Bottom line, how can you do both?  How can you address a weakness, AND also work on shining your light?

Have a jolly good day,

Andrew Embry

Mighty Mindsets (1-7-15)

Happy New Year! I hope that you had a wonderful and relaxing break. I spent a lot of time hanging out with my family including my amazing wife and two daughters. Today’s blog entry is inspired by my daughter Alice, who will be 3 in April.

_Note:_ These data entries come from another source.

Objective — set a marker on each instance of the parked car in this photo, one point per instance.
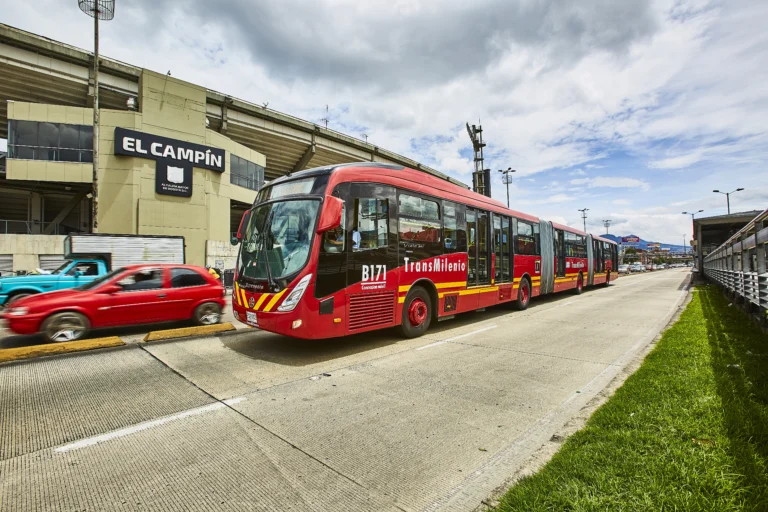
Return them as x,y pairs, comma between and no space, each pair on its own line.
89,256
134,294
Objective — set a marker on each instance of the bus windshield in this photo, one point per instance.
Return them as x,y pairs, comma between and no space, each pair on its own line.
279,233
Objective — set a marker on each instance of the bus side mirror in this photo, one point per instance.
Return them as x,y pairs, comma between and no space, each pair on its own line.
241,229
330,218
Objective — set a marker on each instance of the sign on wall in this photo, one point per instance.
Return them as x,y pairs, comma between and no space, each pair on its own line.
174,159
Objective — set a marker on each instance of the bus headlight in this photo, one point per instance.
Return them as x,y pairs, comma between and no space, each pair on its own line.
293,298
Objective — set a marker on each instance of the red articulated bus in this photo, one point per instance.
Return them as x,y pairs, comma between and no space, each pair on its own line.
352,248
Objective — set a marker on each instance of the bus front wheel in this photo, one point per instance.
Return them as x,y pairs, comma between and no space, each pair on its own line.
417,313
523,295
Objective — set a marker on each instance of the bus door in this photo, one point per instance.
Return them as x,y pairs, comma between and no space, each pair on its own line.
483,249
371,256
560,252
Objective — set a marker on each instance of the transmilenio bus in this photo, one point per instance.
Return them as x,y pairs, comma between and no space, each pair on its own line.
351,248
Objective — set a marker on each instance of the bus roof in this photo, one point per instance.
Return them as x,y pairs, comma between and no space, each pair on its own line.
415,180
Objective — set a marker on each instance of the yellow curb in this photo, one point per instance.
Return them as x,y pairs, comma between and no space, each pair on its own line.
184,332
14,354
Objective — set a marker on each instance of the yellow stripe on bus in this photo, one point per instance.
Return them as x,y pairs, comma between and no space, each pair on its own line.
260,301
243,298
457,284
470,291
274,300
451,285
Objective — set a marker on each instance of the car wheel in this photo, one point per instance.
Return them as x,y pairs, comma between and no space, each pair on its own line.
207,314
66,326
417,313
523,295
18,296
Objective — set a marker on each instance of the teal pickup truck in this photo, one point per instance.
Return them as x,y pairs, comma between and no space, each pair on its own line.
73,273
89,256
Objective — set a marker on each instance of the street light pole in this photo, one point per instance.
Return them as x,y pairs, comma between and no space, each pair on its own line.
728,197
584,217
105,10
506,178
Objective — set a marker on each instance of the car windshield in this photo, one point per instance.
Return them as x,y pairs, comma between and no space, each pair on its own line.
62,268
99,281
280,233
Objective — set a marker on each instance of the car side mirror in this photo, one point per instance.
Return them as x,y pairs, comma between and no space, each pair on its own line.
110,288
330,218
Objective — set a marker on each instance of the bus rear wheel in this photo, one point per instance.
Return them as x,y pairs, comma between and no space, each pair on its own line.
579,284
417,313
523,295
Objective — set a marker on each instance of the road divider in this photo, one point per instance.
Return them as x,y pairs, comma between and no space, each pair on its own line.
49,349
185,332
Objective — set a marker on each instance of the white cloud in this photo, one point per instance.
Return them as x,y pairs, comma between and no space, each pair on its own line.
611,182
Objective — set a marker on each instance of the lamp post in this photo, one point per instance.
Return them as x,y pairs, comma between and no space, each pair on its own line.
507,179
584,217
98,10
728,196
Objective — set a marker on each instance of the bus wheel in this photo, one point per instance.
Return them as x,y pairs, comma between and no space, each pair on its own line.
579,284
523,295
417,313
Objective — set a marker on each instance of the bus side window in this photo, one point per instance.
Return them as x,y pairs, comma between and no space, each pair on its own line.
454,228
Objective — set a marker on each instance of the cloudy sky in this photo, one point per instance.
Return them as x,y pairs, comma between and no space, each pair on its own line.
635,109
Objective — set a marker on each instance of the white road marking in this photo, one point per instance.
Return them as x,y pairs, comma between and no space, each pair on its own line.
91,441
457,337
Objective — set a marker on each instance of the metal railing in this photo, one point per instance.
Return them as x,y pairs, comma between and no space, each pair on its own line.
31,227
739,265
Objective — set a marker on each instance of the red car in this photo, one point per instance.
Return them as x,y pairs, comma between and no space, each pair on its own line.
136,294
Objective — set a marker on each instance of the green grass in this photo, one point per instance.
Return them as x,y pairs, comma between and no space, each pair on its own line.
687,431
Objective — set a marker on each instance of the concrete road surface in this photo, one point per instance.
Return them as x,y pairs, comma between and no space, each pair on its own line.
255,421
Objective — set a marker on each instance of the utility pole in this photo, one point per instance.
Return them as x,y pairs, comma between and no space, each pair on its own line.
481,178
728,196
584,217
105,10
506,178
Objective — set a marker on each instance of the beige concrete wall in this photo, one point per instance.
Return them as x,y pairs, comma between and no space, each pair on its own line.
26,249
128,203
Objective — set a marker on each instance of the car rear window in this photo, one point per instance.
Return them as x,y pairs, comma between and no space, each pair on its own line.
184,277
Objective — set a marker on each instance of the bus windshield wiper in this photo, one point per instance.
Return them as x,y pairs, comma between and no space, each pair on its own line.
267,225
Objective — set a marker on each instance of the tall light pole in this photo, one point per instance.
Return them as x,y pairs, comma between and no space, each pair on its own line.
728,196
584,217
692,214
507,179
98,10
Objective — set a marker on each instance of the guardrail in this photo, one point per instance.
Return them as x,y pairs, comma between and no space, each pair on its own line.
739,265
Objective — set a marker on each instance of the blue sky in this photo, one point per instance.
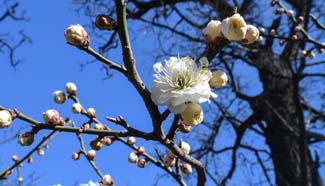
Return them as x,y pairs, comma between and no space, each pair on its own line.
48,64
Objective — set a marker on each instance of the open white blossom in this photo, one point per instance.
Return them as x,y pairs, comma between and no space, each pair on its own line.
234,28
180,81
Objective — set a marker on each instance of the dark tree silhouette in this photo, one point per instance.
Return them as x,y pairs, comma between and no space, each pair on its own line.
278,114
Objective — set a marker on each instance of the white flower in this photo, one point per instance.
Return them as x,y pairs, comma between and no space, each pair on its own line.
234,28
251,35
5,118
219,79
76,35
186,148
213,31
193,114
178,82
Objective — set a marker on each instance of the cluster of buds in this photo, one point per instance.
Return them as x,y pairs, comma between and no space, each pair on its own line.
5,118
52,117
233,28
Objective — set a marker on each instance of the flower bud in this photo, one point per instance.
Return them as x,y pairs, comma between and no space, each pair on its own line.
131,140
107,180
26,138
193,114
40,152
133,157
141,150
5,118
212,31
96,144
142,163
186,148
234,28
251,35
105,22
75,156
76,35
30,160
168,161
107,141
91,154
76,108
91,112
99,126
52,117
14,158
184,128
219,79
59,97
186,168
290,13
71,88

Alice and I were cleaning the house while my wife and Violet napped (best X-mas present ever). Anyway, I asked Alice to remove the couch cushions, so I could vacuum up the stuff and rotate them (yep I’m a little obsessive). She told me that the cushions were too heavy. I told her that I knew she could do it. The next thing I know I hear her whispering to herself. She keeps telling herself, “I am a strong dragon!” and then she pulls the cushions off of the couch and throws them down triumphantly.

It’s a cute moment, but you’re probably wondering what it has to do with anything. This is the time of year when many of us start thinking about our goals for the year and what we hope to accomplish. The thing is, it doesn’t matter how great our well thought out your goals are if you aren’t in the right mindset. It all boils down to whether or not you believe you can achieve these goals. Alice changed her mindset, before she reached her goal.

There is another lesson hidden in this story. When she first came to me, her mindset told her she couldn’t do it. I took a few seconds to encourage her and that was the nudge she needed to change her mindset. The moral of the story is that as leaders we need to nudge people to unlock what is there sometimes. This isn’t telling people fluff. It’s about speaking with honest conviction that you believe in them. It’s amazing how powerful a little belief in somebody else can be. One simple moment that really motivated me last year was when I was talking to a mentor about things that I couldn’t figure out. I felt a little lost and a little like I didn’t know if I could get it done. I was talking to him to get his perspective and he tells me with honest conviction, “Don’t shy away from that. That is your leadership opportunity. Step into it. I know you’ll get it done.” A short and simple conversation that got me refocused and ready to go.